In October 2003, British Airways flew Concorde from New York’s JFK to London Heathrow at a top speed of 1,354mph for its last voyage. The market for a plane that could travel at twice the speed of sound had disappeared.
Sixteen years later, a race is on to bring it back.
Several aerospace companies are working on a revival of supersonic commercial passenger planes that can fly at more than 660 miles an hour at above 30,000 feet. The start-ups are looking at planes that could fly at 1,000mph, 1,500mph, and even 3,500mph, or Mach 5, five times the speed of sound.
At such a speed, the trip from London to New York would take a little over 90 minutes, leaving passengers barely enough time to watch a full film. The typical journey time at present is seven hours.
The projects have been met with scepticism from experts who believe tickets will be too expensive to make flights viable, however. Concorde burnt twice as much fuel as a Boeing 747 and carried a quarter of the number of passengers and its prices meant that it was mostly restricted to rock stars, actors and chief executives. Most of the supersonic jets being designed today will carry even fewer passengers, ranging between 12 and 70 people.
That has not stopped such companies amassing funding from investors keen not to miss out on a potential revolution in long-haul travel. Some of the groups are also working in partnership with established plane makers such as Boeing and Lockheed Martin.
Most of the supersonic jets
being designed today will carry between 12 and 70 people.
In Atlanta, a one-year-old start-up called Hermeus has just received undisclosed funding from the American venture firm Khosla Ventures to create a plane that can travel at between 3,500 and 3,800mph.
The company is made up of aerospace engineers who met working on a hypersonic rocket plane for the US air force. They had all been part of the Amazon founder Jeff Bezos’s Blue Origin space exploration venture or Elon Musk’s space rocket firm SpaceX. The speeds on Hermeus planes would be so fast that passengers would probably be pushed back into their seat for the first 15 minutes of a journey that would reach a much greater altitude than a conventional plane, about 90,000ft.
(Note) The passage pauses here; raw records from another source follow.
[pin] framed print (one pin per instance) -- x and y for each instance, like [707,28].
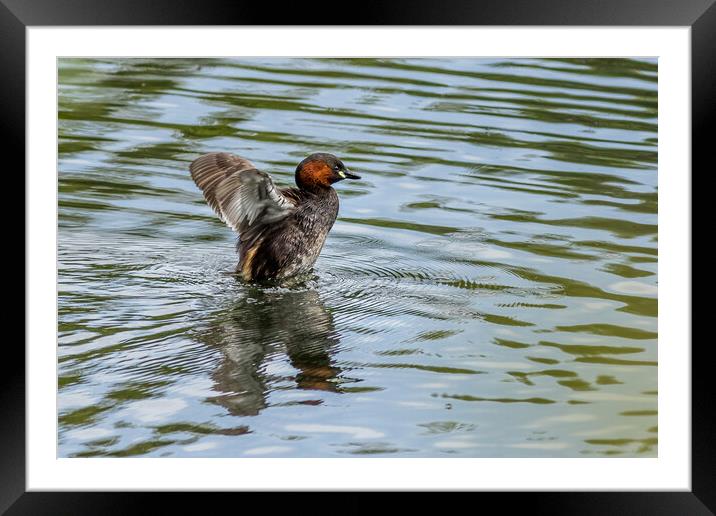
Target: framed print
[458,253]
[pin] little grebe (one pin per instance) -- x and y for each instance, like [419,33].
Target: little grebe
[281,231]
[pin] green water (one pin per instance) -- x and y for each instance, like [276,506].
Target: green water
[488,290]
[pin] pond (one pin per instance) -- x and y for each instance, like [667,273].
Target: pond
[488,290]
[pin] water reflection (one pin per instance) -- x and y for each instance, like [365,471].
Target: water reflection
[493,276]
[262,325]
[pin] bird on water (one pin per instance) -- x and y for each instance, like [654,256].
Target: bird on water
[281,230]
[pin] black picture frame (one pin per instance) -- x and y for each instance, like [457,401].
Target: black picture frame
[17,15]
At such a height, the air is thinner so there is less resistance in the atmosphere. The sheer speed of the plane also means that the dynamic pressure on the aircraft would be so intense that flying at 30,000ft would probably cause the plane to disintegrate. AJ Piplica, co-founder of Hermeus, expects the plane to be commercially ready within a decade. He said: “We want to do something that will change the way the world works and this is it.”
Over in Denver, a five-year-old start-up called Boom is creating a commercial passenger plane called Overture that will travel at speeds of Mach 2.2, or roughly 1,451mph and would seat 55 to 75 people. The company believes it will enter service by the mid 2020s.
Viability Uncertain
Boom has said it will need to raise $6 billion to get the plane to market but has announced orders for 30 planes from Japan Airlines and Virgin Group.
Experts are not sure about its viability. Bob van der Linden, of the Smithsonian Institution, said the cost of fuel needed to travel at such speeds means cabin sizes would remain small. The jets are likely to burn three to four times as much fuel per business-class passenger as standard planes.
“Concorde failed because it was not an economically viable business model, the tickets were too expensive,” Mr Van der Linden said. “There have been no technological breakthroughs since then that will enable an airplane to go supersonically for the same amount or less money than a subsonic airliner.”
Such flights emit a loud continuous “sonic boom”, which can even jolt buildings, and most countries have banned supersonic jets from flying at such speeds over land, wiping out many of the world’s viable airline routes.
However, Nasa has started work on a supersonic aircraft called the X-Plane that may have a mild enough boom for citizens to bear flights over cities and towns, which they will test in 2021.